# Advanced Command Line Git
## Helpful tips and tricks
Here, we'll be integrating a data science workflow with git.  There are two main things to remember.

**1.  Before doing any git work, make sure you've SAVED your notebook.  You can do this by typing CTRL+S or Command+S, clicking on the floppy disk, or File->Save.**

**2.  We're using a package called `nbdev` to save us a bit of struggle with using Jupyter notebooks.  Run the nbdev commands before anything that would require you to push to the remote repository.  Reload the page after running these commands.  If the browser asks you whether you want to reload or overwrite, choose RELOAD.**

**References:** This notebook is based on the book "Oh Shit, Git!" by Katie Sylor-Miller and Julia Evans.  For more information, see the [Oh Shit, Git!](https://ohshitgit.com)!

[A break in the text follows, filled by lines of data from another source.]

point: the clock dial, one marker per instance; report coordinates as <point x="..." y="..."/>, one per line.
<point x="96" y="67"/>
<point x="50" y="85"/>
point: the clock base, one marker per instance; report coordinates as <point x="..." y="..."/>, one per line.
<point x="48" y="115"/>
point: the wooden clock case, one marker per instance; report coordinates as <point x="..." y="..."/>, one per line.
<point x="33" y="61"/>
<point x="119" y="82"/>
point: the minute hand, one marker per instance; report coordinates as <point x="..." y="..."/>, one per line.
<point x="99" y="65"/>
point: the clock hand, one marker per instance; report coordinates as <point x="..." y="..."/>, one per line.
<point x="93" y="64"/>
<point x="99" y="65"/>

Here, we'll use the seaborn planets dataset and do a little investigating analysis using Pandas.  If you've forgotten or are unfamiliar with any of the code, please feel free to _directly reference_ (i.e., copy/paste) the solutions or adapt from the reference code [here.](https://github.com/vanderbilt-data-science/srp-python-2020/blob/master/04.00-DS-with-Python-solns.ipynb)

In [None]:
#import statements
import pandas as pd
import numpy as np
import seaborn as sns

## Loading and basic data overview

In [None]:
#load data
planets = sns.load_dataset('planets')

In [None]:
# Get a preview of the data
planets.head(10)

In [None]:
# Get some info
planets.info()

In [None]:
# Stats about the dataset
planets.describe()

In [None]:
#Count na values
planets.isnull().sum()

## Working with git: warmup
Here, we're going to just review how to add and commit changes!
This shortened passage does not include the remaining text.